Une belle rencontre ce matin ave M. Cormier, un directeur d’école d’ici
à la retraite, ancien enseignant. Il m’explique qu’il reste environ 700 à 800 personnes
francophones dans la région du Cap St. Georges. Il y a également deux écoles
francophones, une à Cap St. Georges et une autre à Mainland ou « La Grande
Terre » en français.
Comme il me l’expliquait, ici on apprend le français, mais on attrape
l’anglais. Le processus d’anglicisation s’explique par le fait que les curés
étaient Irlandais et ne parlaient pas français, tout en détenant une grande
influence sur la population.
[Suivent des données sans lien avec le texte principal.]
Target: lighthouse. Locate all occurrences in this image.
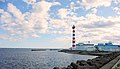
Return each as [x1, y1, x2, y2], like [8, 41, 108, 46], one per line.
[72, 25, 76, 49]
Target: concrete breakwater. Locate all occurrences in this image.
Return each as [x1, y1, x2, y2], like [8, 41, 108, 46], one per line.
[53, 52, 120, 69]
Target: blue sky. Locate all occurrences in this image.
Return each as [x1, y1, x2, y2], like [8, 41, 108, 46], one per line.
[0, 0, 120, 48]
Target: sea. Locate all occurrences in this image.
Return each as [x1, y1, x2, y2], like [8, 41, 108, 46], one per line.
[0, 48, 97, 69]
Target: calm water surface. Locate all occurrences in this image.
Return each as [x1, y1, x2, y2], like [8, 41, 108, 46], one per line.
[0, 48, 96, 69]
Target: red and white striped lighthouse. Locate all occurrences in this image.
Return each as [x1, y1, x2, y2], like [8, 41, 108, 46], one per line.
[72, 25, 76, 48]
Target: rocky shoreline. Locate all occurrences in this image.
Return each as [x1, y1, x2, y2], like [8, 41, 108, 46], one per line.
[53, 51, 120, 69]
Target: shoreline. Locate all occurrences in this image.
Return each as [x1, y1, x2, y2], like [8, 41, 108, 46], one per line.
[53, 50, 120, 69]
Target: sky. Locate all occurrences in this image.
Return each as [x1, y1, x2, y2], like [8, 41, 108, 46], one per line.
[0, 0, 120, 48]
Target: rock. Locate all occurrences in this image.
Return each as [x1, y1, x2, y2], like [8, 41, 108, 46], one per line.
[53, 67, 59, 69]
[70, 62, 80, 69]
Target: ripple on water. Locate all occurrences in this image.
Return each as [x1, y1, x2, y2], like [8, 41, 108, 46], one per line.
[0, 49, 96, 69]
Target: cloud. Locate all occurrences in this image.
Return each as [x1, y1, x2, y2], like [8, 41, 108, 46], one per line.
[80, 0, 112, 10]
[113, 7, 120, 15]
[23, 0, 36, 4]
[58, 8, 68, 18]
[0, 1, 60, 40]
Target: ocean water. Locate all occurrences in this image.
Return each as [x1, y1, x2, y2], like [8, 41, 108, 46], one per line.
[0, 48, 96, 69]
Il y a aussi, qu’en 1942, les Américains ont
installé une base militaire à Stephenville, tout près. Et quand les Américains
arrivent, ils installent leur culture… Et le troisième facteur d’anglicisation
a été l’arrivée de la télévision américaine (avec la base militaire) qui s’est
imposée dans les foyers.
Belle rencontre, très instructive.
Je profite ensuite de la belle journée pour aller faire en partie le
sentier qui relie le Cap St. Georges à la Grande Terre. Superbe sentier qui
longe la mer et se promène dans les collines. Il mène à une colonie de mouettes
tridactyles et de guillemots à miroir. Belle randonnée avec des paysages à
couper le souffle.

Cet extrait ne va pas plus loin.